Hac ibadetini yapınca Allah'a 'haccı kolay kıl' diye dua edildiğini belirten Direkçi,''Ettiğimiz dua, zorluklara sabır edeceğim, Allah'ın zikrinden ayrılmayacağım anlamına geliyor. Hacda geçen günler, insanı sabra ve zikretmeye alıştırıyor. 'Makamı İbrahim' dediğimiz, insanlığın en yüksek olduğu makamına doğru bir yükseliş vardır. Hacı adayı aslında bu makamın arayışında. Her geçen gün, hacı adayı için bir basamak oluyor. Bu makam yakalandıktan sonra artık basit şeylere kızmıyorsunuz, gıybetten kaçıyorsunuz, namazı vaktinde kılmaya çalışıyorsunuz. Kısacası makamı İbrahim'deki zikir ve şükürleri yapmaya çalışıyorsunuz. Sizler artık bir makama yükseliyorsunuz. Öyle bir makamdan düşmek, sahibi için büyük bir zaradır. Örneğin namazı kılabilecek kadar ayet ezberlemek farzdır ama o ayetleri unutmak haramdır. Çünkü siz namaz kılarak Allah ile buluşuyorsunuz. Öyle bir makamdan mahrum kalmak haramdır. Bu da aynı şekilde siz hacca giderken bir makam yakalarsınız ve sonrasında o makamdan geri kalmak sahibi için bir bedel ister."dedi.

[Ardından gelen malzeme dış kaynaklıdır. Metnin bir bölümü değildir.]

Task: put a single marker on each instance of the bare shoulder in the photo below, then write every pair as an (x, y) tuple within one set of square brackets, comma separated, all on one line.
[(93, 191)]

"O makamdan başka bir makama göz dikmek, sahibinin kendisini kaybetmesidir"
Direkçi, "Umre' ye gidecek olan kardeşlerimize diyoruz ki 'Hazreti Âdem ile Havva'yı iyi anlayın'. Hazreti Âdem ile Havva'yı öz anne ve babalarınız olarak görün. Kendinizi onların oğullarına ve kızlarına yakışır hareket ile mesul görün. Bayan kardeşlerimize diyoruz ki 'anneniz hazreti Hacer'i iyi tanıyın, yaptığınız hareketler anneniz Hacer'e yakışır olsun'. Bu bir makamdır. Bu makamı yakaladıktan sonra insanın kendisini sürekli asalet hattında görmesi bir erdemliktir. Bunu unutması ve bundan düşmesi onun için büyük bir kayıptır. Çünkü makamı İbrahim övülen bir makamdır. Hazreti Havva'nın, Hacer'in ve Hatice'nin duruşu övülen bir duruştur. Bu duruşları öğrendikten sonra mümkün mertebe korumaya çalışılmalı ve basit durumlar siz o makamdan düşürecek kadar güçlü olmamalıdır. Eğer güçlü oluyorsa muhtemelen hacı yaptığı hacdan iyi anlamamıştır. Peygamberimiz diyor ki 'o haccı mebrur, insan annesinden doğmuş gibi tertemizdir'. Annesinden doğmuş olan bir insan ilk yaratılan babası Âdem gibi tertemizdir. O makamdan başka bir makama göz dikmek, sahibinin kendisini kaybetmesidir. Onun için sürekli o makamı hatırlamak lazım eğer hatırlarsa o insanın faydasınadır." şeklinde konuştu
Yaptığımız hac ibadetinin insana hayatın bir gün bitmeye mahkûm olduğunu ve günlerimizin sayılı günlerden ibaret olduğunu hatırlatması gerektiğini belirten Direkçi, "Bu hatırlatma sürekli akılda olup kişinin sürekli iyiliğe ulaşması gerekir ki o makamdan düşmesin. Bilmelidir ki iyilik, onun için çok büyük bir hazinedir. İyilikten her uzaklaşma, hazineyi ve asaleti kaybetmedir. Kendini kaybeden insan sersemdir. Eğer hacı yaptığı haccın şuurunda ise bu makamı kaybetmemek için elinden geleni yapar ve o makama dönük bir zarar gördüğünde de bunu kendisi için büyük bir facia olduğunun farkında olur. Onun için sürekli kendini korur ve coçuklarına tavsiye eder." diye konuştu.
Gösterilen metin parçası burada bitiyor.